Tshabalala, the research group leader for laser-enabled manufacturing, said Eskom’s Duvha and Majuba power stations are already using the technology.
As technical and vocational education and training (TVET) colleges grapple with old curriculum and the long process of updating it, researcher at the CSIR’s Centre for Robotics and Future Production Dr Belinda Matebese and her colleagues are bridging the technology gap at these institutions.
The gaps have been brought about by digital transformation in the manufacturing, production and mining industries.

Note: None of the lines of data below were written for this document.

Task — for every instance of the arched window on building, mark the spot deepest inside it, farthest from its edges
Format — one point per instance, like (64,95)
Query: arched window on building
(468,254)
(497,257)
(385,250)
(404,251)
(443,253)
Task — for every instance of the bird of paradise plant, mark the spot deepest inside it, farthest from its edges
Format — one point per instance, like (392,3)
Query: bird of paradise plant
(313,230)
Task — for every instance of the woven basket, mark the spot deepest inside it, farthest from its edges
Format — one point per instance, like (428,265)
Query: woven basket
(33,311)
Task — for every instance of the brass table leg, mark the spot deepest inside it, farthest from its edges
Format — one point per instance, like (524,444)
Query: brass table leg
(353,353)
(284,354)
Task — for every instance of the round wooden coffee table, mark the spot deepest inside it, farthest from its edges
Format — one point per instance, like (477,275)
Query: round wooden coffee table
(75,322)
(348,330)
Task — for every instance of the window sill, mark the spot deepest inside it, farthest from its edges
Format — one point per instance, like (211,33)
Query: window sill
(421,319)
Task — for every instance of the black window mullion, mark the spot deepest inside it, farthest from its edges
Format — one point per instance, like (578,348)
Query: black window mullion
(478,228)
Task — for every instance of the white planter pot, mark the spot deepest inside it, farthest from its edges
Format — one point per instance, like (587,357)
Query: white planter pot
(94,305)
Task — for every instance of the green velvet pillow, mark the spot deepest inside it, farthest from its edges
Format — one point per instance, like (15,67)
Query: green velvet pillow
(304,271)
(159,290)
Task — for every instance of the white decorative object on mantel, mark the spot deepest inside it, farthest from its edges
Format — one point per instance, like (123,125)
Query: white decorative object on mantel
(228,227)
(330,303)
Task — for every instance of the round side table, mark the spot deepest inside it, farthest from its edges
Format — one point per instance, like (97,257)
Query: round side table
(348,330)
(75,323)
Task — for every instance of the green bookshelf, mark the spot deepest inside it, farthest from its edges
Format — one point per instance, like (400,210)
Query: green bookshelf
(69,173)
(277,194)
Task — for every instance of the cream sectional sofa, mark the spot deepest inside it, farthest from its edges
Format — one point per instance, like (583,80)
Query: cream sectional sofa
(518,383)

Matebese said the Learning Factory was established to promote skills development, innovation and support in digital technologies which are key in the fourth industrial revolution (4IR). Automation of processes such as welding is a reality, she said, and the Learning Factory equips students with skills to take advantage of opportunities and innovations brought about by the 4IR.
Matebese, who has a PhD in applied mathematics from Stellenbosch University, said it is important to help students involved in technical education acquire new skills and competencies to leverage opportunities in the 4IR.
Biochemist Dr Amanda Skepu, who is involved in the development of the point of care rapid test to detect infectious diseases such as HIV and Covid-19, spoke passionately about the importance of supporting the use of locally manufactured medical products.
Skepu said South Africa uses test kits imported from countries such as China and South Korea, when it has the capability to produce its own locally.
“The pandemic proved to us that we need to build our own local capabilities,” she said.
Skepu, who has a PhD in biochemistry from the University of the Western Cape, said the system of tenders that prefers the lowest price stifles growth opportunities for locally manufactured medical products.
She said a long-term approach is needed in South Africa to support locally produced medicinal products, a sector with the potential to create jobs.